Radiation source. The heart of the device was to be several high-power UVC LED chips, 20 watts each. Real industrial monsters usually used in water sterilization plants. I found a supplier online and, without haggling, gave three hundred dollars for the best samples. You don't skimp on survival.
Power supply. Ordinary batteries would have choked immediately. These LEDs need not just voltage, but monstrous current output. The solution came from the world of radio-controlled models: several lithium-polymer batteries for racing models and drones, soldered into a single unit capable of delivering the necessary current. Another minus one hundred and fifty bucks.
Cooling system. This was the real engineering challenge. Up to 70% of the energy from an LED of this power turns not into light, but into pure, glowing hell. Without active cooling, my expensive chips would burn out in three seconds. A simple heat sink wouldn't cope. But the brain under the Potion had already found a solution—elegant and ruthlessly effective. I created a combined system: right on the copper substrate of the LED matrix, I installed a thermoelectric cooler—a Peltier element. One side of it became icy upon contact with the matrix, while the other became scorching hot, dissipating the heat. On this hot side, I mounted a massive copper heat sink from some server equipment, and on top of that, a powerful, high-speed cooler. When turned on, the entire structure emitted a low, predatory hum.

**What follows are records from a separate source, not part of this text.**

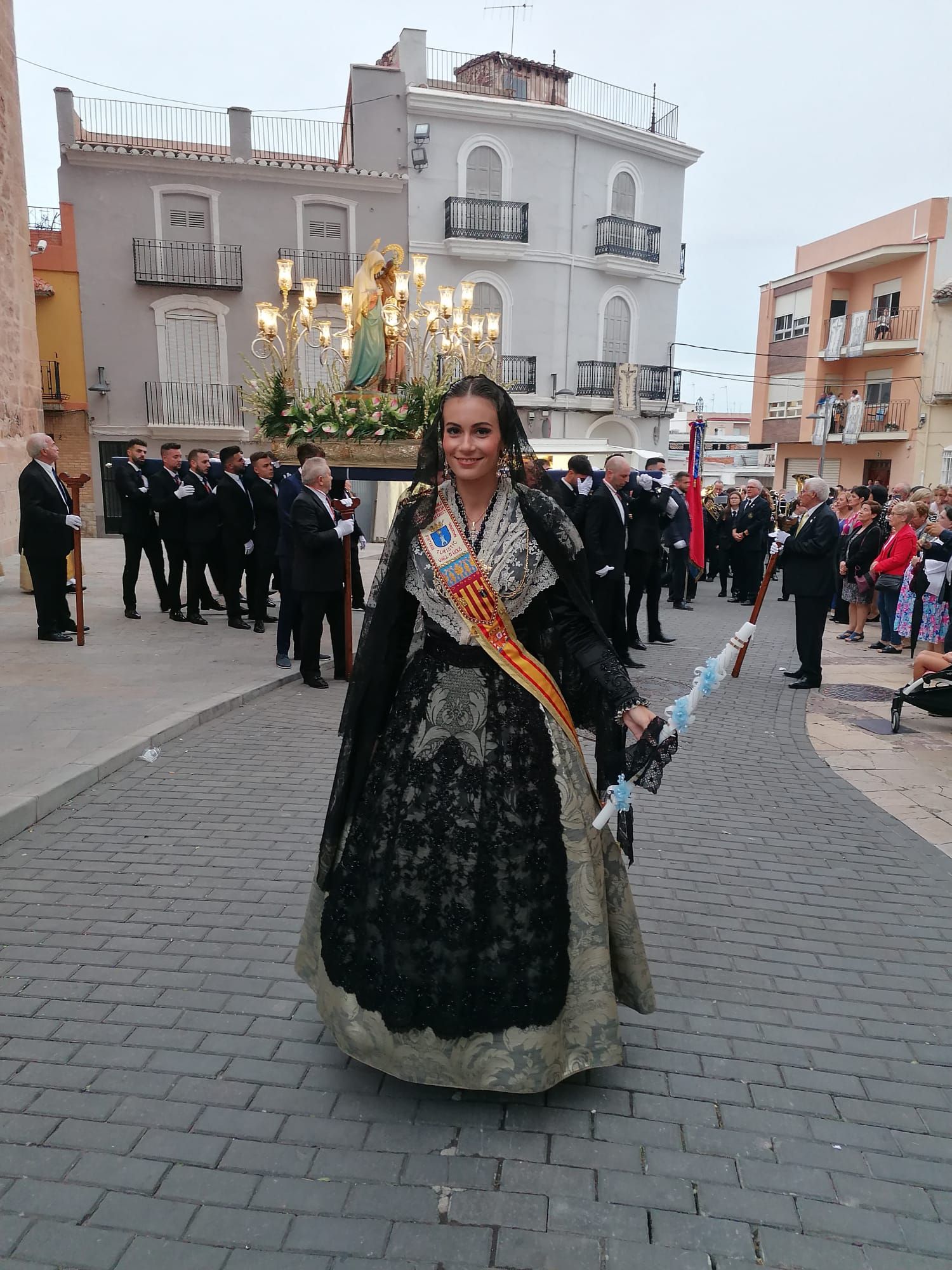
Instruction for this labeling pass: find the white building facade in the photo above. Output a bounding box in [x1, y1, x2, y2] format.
[382, 29, 699, 451]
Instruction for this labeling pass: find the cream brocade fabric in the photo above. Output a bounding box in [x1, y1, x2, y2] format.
[296, 478, 655, 1093]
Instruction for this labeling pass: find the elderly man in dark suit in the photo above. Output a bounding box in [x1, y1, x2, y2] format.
[625, 456, 677, 652]
[19, 432, 83, 644]
[583, 455, 638, 667]
[727, 480, 777, 605]
[113, 437, 169, 620]
[245, 450, 279, 635]
[661, 472, 692, 612]
[215, 446, 255, 631]
[770, 476, 839, 688]
[291, 458, 354, 688]
[550, 455, 592, 531]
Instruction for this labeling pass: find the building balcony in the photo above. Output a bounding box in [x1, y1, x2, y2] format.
[823, 306, 920, 357]
[575, 362, 680, 403]
[595, 216, 661, 264]
[132, 239, 242, 291]
[829, 401, 909, 441]
[146, 380, 242, 432]
[39, 361, 67, 408]
[424, 48, 678, 140]
[279, 246, 363, 297]
[444, 198, 529, 243]
[499, 354, 536, 392]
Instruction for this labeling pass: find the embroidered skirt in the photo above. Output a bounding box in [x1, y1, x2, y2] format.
[296, 638, 654, 1093]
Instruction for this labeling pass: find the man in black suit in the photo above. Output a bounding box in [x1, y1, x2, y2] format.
[182, 450, 223, 626]
[583, 455, 638, 667]
[625, 456, 675, 652]
[113, 437, 169, 620]
[661, 472, 692, 612]
[19, 432, 83, 644]
[550, 455, 592, 530]
[149, 441, 190, 622]
[245, 450, 278, 635]
[770, 476, 839, 688]
[291, 458, 354, 688]
[215, 446, 254, 631]
[729, 480, 777, 605]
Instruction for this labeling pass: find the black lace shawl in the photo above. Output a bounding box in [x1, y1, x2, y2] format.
[317, 483, 638, 890]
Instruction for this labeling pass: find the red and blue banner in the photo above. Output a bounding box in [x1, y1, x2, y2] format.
[687, 419, 707, 577]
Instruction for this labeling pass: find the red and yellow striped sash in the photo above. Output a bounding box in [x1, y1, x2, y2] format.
[419, 494, 584, 763]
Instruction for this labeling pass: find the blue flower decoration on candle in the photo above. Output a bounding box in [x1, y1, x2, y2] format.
[671, 697, 691, 732]
[608, 776, 631, 812]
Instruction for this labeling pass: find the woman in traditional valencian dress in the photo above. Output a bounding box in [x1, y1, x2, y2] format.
[296, 377, 665, 1093]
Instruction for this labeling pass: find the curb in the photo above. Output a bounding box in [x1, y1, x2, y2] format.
[0, 671, 301, 843]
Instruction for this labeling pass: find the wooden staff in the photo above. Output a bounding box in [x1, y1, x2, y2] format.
[731, 552, 779, 679]
[331, 494, 360, 679]
[60, 472, 93, 648]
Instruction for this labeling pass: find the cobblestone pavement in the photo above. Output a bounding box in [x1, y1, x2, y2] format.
[0, 588, 952, 1270]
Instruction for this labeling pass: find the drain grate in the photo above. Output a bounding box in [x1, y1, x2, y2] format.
[823, 683, 895, 701]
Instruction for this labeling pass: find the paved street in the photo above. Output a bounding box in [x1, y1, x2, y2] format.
[0, 587, 952, 1270]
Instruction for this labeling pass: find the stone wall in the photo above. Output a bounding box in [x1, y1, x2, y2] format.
[0, 0, 43, 558]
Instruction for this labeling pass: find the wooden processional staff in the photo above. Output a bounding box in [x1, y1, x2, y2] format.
[331, 494, 360, 679]
[60, 472, 93, 648]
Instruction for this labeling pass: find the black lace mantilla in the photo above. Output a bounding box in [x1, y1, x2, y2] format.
[321, 627, 569, 1038]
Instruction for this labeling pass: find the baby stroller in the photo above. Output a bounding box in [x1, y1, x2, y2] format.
[890, 665, 952, 732]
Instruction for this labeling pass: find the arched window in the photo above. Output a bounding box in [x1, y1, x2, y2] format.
[472, 282, 503, 333]
[602, 296, 631, 364]
[466, 146, 503, 198]
[612, 171, 637, 221]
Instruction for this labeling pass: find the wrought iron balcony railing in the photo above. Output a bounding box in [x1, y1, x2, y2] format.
[39, 361, 66, 403]
[830, 401, 909, 437]
[279, 246, 363, 296]
[146, 380, 241, 428]
[499, 354, 536, 392]
[595, 216, 661, 264]
[575, 362, 617, 396]
[132, 239, 242, 291]
[575, 362, 680, 401]
[446, 198, 529, 243]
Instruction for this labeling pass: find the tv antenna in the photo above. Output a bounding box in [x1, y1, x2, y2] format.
[482, 4, 532, 56]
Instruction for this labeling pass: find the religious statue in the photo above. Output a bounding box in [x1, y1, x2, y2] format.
[347, 239, 386, 389]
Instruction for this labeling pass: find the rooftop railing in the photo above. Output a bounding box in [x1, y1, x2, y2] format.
[426, 48, 678, 140]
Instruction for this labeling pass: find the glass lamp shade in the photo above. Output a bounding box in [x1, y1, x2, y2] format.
[301, 278, 317, 309]
[411, 255, 429, 291]
[278, 259, 294, 296]
[255, 300, 278, 339]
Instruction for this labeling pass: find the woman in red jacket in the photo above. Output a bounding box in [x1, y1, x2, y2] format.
[869, 503, 918, 655]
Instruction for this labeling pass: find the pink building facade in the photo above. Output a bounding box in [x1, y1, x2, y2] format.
[750, 198, 952, 489]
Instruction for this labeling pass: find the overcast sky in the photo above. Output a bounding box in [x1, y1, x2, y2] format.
[14, 0, 952, 410]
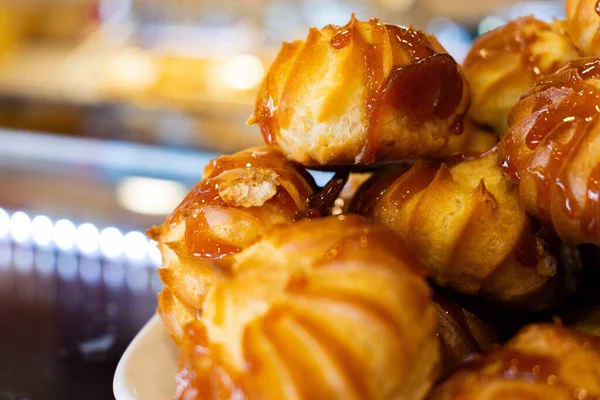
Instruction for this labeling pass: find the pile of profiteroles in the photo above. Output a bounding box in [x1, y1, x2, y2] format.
[148, 0, 600, 400]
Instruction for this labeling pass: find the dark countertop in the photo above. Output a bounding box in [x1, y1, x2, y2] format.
[0, 242, 160, 400]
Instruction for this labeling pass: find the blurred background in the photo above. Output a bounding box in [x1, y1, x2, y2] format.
[0, 0, 563, 400]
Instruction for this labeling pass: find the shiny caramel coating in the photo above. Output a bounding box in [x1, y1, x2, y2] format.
[501, 57, 600, 245]
[174, 215, 439, 400]
[148, 148, 316, 342]
[565, 0, 600, 56]
[433, 291, 499, 376]
[249, 16, 469, 168]
[430, 325, 600, 400]
[463, 17, 579, 136]
[355, 149, 564, 309]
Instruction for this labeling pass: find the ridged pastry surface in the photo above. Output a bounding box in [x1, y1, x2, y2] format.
[430, 325, 600, 400]
[501, 57, 600, 244]
[249, 16, 469, 167]
[565, 0, 600, 56]
[148, 148, 315, 341]
[175, 215, 439, 400]
[356, 149, 561, 309]
[463, 17, 579, 135]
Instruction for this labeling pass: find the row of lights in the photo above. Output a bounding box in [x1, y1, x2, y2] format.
[0, 208, 161, 266]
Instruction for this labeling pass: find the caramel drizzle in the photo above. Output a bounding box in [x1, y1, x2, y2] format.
[166, 151, 314, 259]
[331, 16, 463, 164]
[464, 17, 559, 97]
[389, 162, 438, 209]
[502, 58, 600, 239]
[294, 169, 350, 220]
[452, 328, 600, 399]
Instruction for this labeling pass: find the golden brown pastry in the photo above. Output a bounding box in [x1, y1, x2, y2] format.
[148, 148, 315, 341]
[249, 16, 469, 168]
[565, 0, 600, 56]
[355, 149, 562, 309]
[430, 325, 600, 400]
[463, 17, 579, 135]
[174, 215, 439, 400]
[433, 291, 498, 376]
[501, 58, 600, 244]
[448, 118, 498, 155]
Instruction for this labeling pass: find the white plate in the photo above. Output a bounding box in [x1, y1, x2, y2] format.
[113, 315, 178, 400]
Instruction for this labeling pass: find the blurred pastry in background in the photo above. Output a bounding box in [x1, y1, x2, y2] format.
[433, 290, 499, 377]
[570, 305, 600, 337]
[148, 148, 316, 341]
[249, 16, 469, 169]
[463, 17, 579, 136]
[565, 0, 600, 56]
[501, 57, 600, 245]
[174, 215, 439, 400]
[355, 149, 564, 310]
[430, 325, 600, 400]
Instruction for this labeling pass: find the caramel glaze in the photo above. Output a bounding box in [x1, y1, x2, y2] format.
[167, 151, 314, 259]
[253, 14, 463, 164]
[501, 58, 600, 242]
[294, 169, 350, 220]
[463, 17, 559, 106]
[390, 161, 440, 208]
[350, 164, 410, 218]
[331, 17, 463, 164]
[450, 327, 600, 399]
[174, 215, 430, 399]
[433, 292, 481, 352]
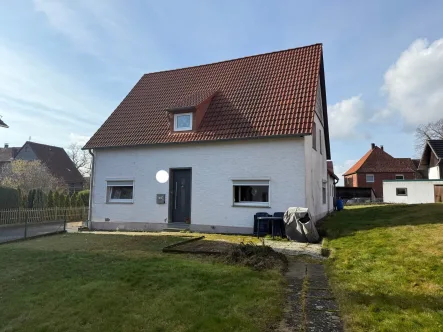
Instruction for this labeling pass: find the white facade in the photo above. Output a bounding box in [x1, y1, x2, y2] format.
[383, 180, 443, 204]
[91, 134, 328, 233]
[428, 166, 440, 179]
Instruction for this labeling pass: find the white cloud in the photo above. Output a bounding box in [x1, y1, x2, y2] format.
[34, 0, 98, 54]
[334, 159, 357, 186]
[383, 39, 443, 127]
[69, 133, 91, 146]
[328, 96, 365, 139]
[0, 43, 114, 146]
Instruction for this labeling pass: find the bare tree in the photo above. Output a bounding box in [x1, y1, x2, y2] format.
[67, 143, 91, 177]
[0, 160, 66, 193]
[415, 119, 443, 155]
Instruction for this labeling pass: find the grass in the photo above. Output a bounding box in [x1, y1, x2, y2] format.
[0, 234, 285, 332]
[323, 204, 443, 332]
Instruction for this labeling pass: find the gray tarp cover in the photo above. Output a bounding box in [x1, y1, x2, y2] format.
[283, 207, 320, 243]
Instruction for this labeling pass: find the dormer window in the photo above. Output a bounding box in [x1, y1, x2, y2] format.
[174, 113, 192, 131]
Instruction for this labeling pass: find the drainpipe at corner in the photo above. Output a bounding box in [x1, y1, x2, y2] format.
[88, 149, 95, 229]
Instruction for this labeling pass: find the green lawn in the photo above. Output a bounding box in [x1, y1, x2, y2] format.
[0, 234, 284, 332]
[323, 204, 443, 332]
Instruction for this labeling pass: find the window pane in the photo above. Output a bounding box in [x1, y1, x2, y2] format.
[397, 188, 408, 196]
[111, 186, 133, 199]
[177, 114, 191, 128]
[234, 186, 269, 203]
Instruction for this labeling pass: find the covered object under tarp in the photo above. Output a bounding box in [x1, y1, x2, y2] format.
[283, 207, 320, 243]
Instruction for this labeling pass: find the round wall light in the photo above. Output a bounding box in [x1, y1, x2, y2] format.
[155, 170, 169, 183]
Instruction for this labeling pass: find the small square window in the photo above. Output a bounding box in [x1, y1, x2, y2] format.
[174, 113, 192, 131]
[233, 180, 269, 207]
[395, 188, 408, 196]
[107, 181, 134, 203]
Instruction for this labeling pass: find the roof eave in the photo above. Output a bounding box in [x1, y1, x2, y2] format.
[82, 133, 311, 150]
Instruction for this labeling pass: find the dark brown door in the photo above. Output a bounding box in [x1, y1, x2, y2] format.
[169, 169, 192, 223]
[434, 185, 443, 203]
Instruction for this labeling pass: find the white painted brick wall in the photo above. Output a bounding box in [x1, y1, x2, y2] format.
[92, 137, 306, 227]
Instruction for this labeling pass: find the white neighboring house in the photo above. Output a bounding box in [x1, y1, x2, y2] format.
[84, 44, 338, 234]
[383, 140, 443, 204]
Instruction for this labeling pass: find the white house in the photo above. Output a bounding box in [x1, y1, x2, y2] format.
[84, 44, 336, 234]
[383, 140, 443, 204]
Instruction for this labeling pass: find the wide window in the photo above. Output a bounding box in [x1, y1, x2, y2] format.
[107, 181, 134, 203]
[396, 188, 408, 196]
[174, 113, 192, 131]
[233, 180, 269, 206]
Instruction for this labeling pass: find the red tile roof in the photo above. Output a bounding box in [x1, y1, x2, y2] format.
[84, 44, 329, 151]
[343, 146, 417, 176]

For optics, I had to shell out for a fused quartz lens—ordinary glass simply wouldn't pass the hard UVC spectrum. I packed all this filling into the hollowed-out housing of a powerful construction floodlight. Assembled on the workbench in my garage, this device scared even me. It looked like a weapon from a sci-fi action movie—clunky, utilitarian, deadly for one specific race of sentient beings. Adding a control board with a massive power button and a mode switch (constant beam and disorienting strobe), I took a step back, admiring the creation.
I did this without blueprints or prompts from the System. I analyzed the problem myself, found the solution, and embodied it. I was growing as a Creator. And the System, fortunately, was of the same opinion.
[Simple engineering construction "UV Projector" created. Difficulty: Minimal. Received +50 OP!]
The sting of resentment at the "minimal" difficulty was familiar. For the System, which considers the Extremis formula an "ordinary" recipe, my crafts were nothing more than playthings. Sandcastles in a sandbox while adults build nuclear reactors.
But now was not the time for reflection. The projector went into the inventory—my first real trump card against the night creatures. And I, with a balance of 250 OP, could finally proceed to the most important point of the day. Time to spend points.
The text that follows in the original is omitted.